Platforma rozmawiać nie chce, jak tłumaczy - z tymi, którzy tę konstytucję łamią. - W Polsce jest potrzebne przede wszystkim przestrzeganie konstytucji i od tego pan prezydent powinien zacząć. Bo jeśli osoba, która łamie konstytucję, która nie jest strażnikiem konstytucji zaczyna mówić o debacie na temat konstytucji, to zaczyna się robić niebezpieczne – mówi Krystyna Sibińska z PO.
Pomysłowi prezydenta przytakuje Kukiz’15, który w obecnej ustawie zasadniczej dostrzega wiele wad. - Od początku powtarzamy, że konstytucja 1997 roku jest złym antyobywatelskim dokumentem, który trzeba jak najszybciej zmienić. Bardzo się cieszymy, że prezydent zaczął mówić słowami Pawła Kukiza, że nie tylko poruszył kwestię zmiany konstytucji, ale też powiedział, że musi być ona efektem ogólnopolskiej debaty włączającej społeczeństwo obywatelskie, a nie gdzieś tam napisana w zaciszu partyjnych gabinetów – mówi Stanisław Tyszka z Kukiz’15.
Kukiz’15 na zmiany ma już plan. Powinno się wprowadzić podział władzy między rząd i prezydenta z bardzo silnym mandatem, ordynację większościową, jednomandatowe okręgi wyborcze, referenda bezprogowe i obligatoryjne po zebraniu odpowiedniej liczby podpisów. Tyszka zwraca także uwagę na powstrzymanie partyjnej polityki gospodarczej polegającej na zadłużaniu Polaków i proponuje wprowadzenie zasady zrównoważonego budżetu.
PiS dostrzega wadliwość konstytucji, ale do zmian podchodzi znacznie ostrożniej. - Pan prezydent jest w swoich decyzjach absolutnie autonomiczny. Z kompetencji prezydenta wynika, że z taką inicjatywą może wystąpić. Ta dyskusja trwa - my w kampanii wyborczej mówiliśmy o tym w programie, że potrzeba zmiany konstytucji jest aktualna, chociażby ze względu na nie do końca określone kompetencje rozmaitych organów władzy wykonawczej – mówi Marek Ast, poseł PiS.

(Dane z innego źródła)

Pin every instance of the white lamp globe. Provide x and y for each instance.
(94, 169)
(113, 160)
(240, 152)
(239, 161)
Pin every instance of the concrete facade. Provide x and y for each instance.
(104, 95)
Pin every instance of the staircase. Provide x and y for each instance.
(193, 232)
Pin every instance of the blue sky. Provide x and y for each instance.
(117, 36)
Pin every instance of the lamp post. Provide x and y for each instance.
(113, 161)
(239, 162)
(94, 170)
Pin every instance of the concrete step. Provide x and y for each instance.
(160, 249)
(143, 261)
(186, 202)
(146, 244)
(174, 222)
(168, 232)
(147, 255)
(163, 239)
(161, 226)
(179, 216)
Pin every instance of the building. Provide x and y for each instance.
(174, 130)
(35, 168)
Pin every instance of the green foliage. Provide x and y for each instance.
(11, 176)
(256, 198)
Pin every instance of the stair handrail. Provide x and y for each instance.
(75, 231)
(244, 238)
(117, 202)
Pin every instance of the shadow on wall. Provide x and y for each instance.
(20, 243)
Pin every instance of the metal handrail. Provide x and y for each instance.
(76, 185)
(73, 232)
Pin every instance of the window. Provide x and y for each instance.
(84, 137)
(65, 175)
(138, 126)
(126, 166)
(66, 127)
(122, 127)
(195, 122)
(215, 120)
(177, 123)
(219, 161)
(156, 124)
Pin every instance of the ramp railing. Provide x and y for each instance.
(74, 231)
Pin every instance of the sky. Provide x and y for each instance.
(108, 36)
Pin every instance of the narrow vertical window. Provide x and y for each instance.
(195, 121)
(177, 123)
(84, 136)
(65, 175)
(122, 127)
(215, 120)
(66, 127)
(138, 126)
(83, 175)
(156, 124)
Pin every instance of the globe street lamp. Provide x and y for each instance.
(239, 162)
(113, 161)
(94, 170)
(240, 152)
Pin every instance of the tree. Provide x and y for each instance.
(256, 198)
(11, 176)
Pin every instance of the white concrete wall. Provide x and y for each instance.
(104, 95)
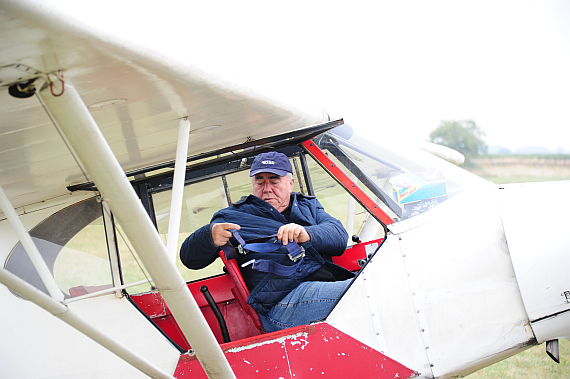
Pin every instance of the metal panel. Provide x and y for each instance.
(535, 218)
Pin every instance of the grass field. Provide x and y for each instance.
(533, 363)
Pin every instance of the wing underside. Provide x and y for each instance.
(136, 97)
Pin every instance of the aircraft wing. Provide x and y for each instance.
(136, 96)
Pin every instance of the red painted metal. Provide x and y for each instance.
(239, 322)
(308, 351)
(240, 290)
(349, 259)
(346, 182)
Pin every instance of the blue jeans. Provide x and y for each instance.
(310, 301)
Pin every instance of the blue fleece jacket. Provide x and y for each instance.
(259, 219)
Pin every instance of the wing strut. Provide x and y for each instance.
(79, 129)
(178, 188)
(30, 247)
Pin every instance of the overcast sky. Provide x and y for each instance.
(389, 68)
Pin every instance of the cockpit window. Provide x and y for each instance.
(72, 243)
(404, 181)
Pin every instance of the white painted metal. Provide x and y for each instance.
(441, 293)
(81, 131)
(178, 189)
(142, 129)
(66, 315)
(104, 292)
(30, 248)
(535, 218)
(112, 248)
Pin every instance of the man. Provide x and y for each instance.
(298, 291)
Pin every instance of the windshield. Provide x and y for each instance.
(404, 180)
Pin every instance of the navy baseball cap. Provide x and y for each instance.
(273, 161)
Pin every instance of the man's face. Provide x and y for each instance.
(274, 189)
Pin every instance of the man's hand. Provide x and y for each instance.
(293, 232)
(221, 234)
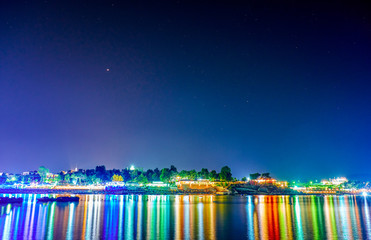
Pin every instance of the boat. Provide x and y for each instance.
(6, 200)
(46, 199)
(68, 199)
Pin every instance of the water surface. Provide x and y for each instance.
(188, 217)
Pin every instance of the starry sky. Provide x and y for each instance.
(260, 86)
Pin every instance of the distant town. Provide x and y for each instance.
(133, 180)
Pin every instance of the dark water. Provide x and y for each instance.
(189, 217)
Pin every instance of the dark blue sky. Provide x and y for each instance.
(283, 88)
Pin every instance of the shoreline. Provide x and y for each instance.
(154, 192)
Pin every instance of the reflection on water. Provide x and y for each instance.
(188, 217)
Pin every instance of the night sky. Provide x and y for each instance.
(260, 87)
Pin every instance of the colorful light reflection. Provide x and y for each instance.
(189, 217)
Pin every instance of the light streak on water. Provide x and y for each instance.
(188, 217)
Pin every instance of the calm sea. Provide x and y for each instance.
(188, 217)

Słabość konstytucji dostrzegają także Polacy. Z sondażu IBRiS przeprowadzonego na zlecenie Faktu i Radia ZET za zmianami w konstytucji opowiedziało się 61% badanych.
Trudno wnioskować, czy do zmian w konstytucji dojdzie, czy postulowane poprawki nie będą tylko kolejnym elementem sporu politycznego, a może tylko „pijaru”.